In an obviously unbiased relationship to art history, Stefan Rinck takes up the figurative expressions of phantasms that have become inscribed in collective culture. However, he does not submit to traditional semantic gestures, but rather transforms the topoï through the brute force of stone work. In this way, it can assert its independence or its ability to resist any attempt by the artist to control it. The language of the stone remains solid, including Protestant stubbornness. If Luther had carved rather than spoken, his sculptures would have resembled Rinck's. Rinck's art ventures into adventurous deviations, hollow shapes and extreme asymmetries, as if he had made a pact with the stone to immobilize it for the duration of an experiment. But it seems to chastely puff out its chest and raise the accusatory banner at arm's length: "It is because of you that I have withered away!" What an accusation that is hurled at the artists from every block of stone! Even Michelangelo does not capture the whole potential that lies dormant in the raw stone. Despite everything, Rinck succeeds in the feat of making the sculpture visibly proud, in order to counteract the lifelessness of its own material with a properly erect limb. Eros and Thanatos is a masterpiece of sculptural design. The power of form awakens the dead stone to life.

Since the fables of La Fontaine and the studies of physiognomy by Gaspard Lavater (1741–1801), we have been accustomed to expanding the line through caricature, seeing meaning in deformation, order in chaos, and form in informality. Monkey characters are particularly popular in cartoons because the basis of gestures, facial expressions and other means of expression is empathy, a feeling parallel to imitation. The monkey is the symbolic animal of painters, as they are said to be able to imitate nature, just as monkeys are said to imitate humans. In the 1990s, Jörg Immendorff created a group of bronze monkeys that allow the viewer to empathize with the animals. Everyone knows that dog owners end up looking like their pet. With the panorama of chimpanzees' cultural gestures proposed by Immendorff (they point to indicate, read to teach, offer to threaten, confess banalities to say nothing...), we accomplish the "Know thyself" of the ancient wisdom.
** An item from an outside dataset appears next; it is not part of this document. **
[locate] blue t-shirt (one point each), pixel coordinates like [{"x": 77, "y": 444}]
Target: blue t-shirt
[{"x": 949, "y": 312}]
Stefan Rinck expands this idea of posterity through prehistory, the specification of humans through their animal origins, with the necessary sarcasm and the radical thought of those stranded in evolution: humans. This can very well be understood as a vision of death—death as the end of a claim to a higher level of evolution. Confessing banalities, in order to say nothing, we accomplish the "Know thyself" of the old wisdom: we recognize ourselves better in animals than in our fellow human beings. — Bazon Brock

Stefan Rinck (b, 1973 in Homburg/Saar, Germany) studied art history and philosophy at the Saarland University in Saarbrücken and sculpture at the Academy of Arts in Karlsruhe, and lives and works in Berlin. He has had several gallery and museum exhibitions including Museum de Hallen, Harlem (NL), Sorry We're Closed, Brussels (BE), Nino Mier Gallery, Los Angeles and New York City (US), Vilma Gold, London (UK), Semiose, Paris (FR), Galerie Rüdiger Schöttle, Munich (DE), The Breeder, Athens (GR), Galeria Alegria, Madrid/Barcelona (ES) and Cruise&Callas, Berlin (DE). He participated in the Busan Biennale in South Korea and the Vent des Fôret and La Forêt d’Art Contemporain in France, where he created permanent public sculptures. In 2018, the work The Mangooses of Beauvais was permanently installed in the city of Paris at 53-57 rue de Grenelle (Beaupassage). The sandstone sculpture »Why I Carry / Large Load Bear« was inaugurated in November 2021 on Zionskirchplatz in Berlin-Mitte. It is in the following public collections: CBK Rotterdam (NL), Musée de la Loterie (BE), Krohne Collection (DE), FRAC Corse (FR). In 2019, Stefan Rinck was featured in the Thames & Hudson publication 100 Sculptors of Tomorrow. The documentary »Heart of Stone« by Sonja Baeger premiered in Berlin in 2021 and shows the production process of three monumental sculptures of Stefan Rinck.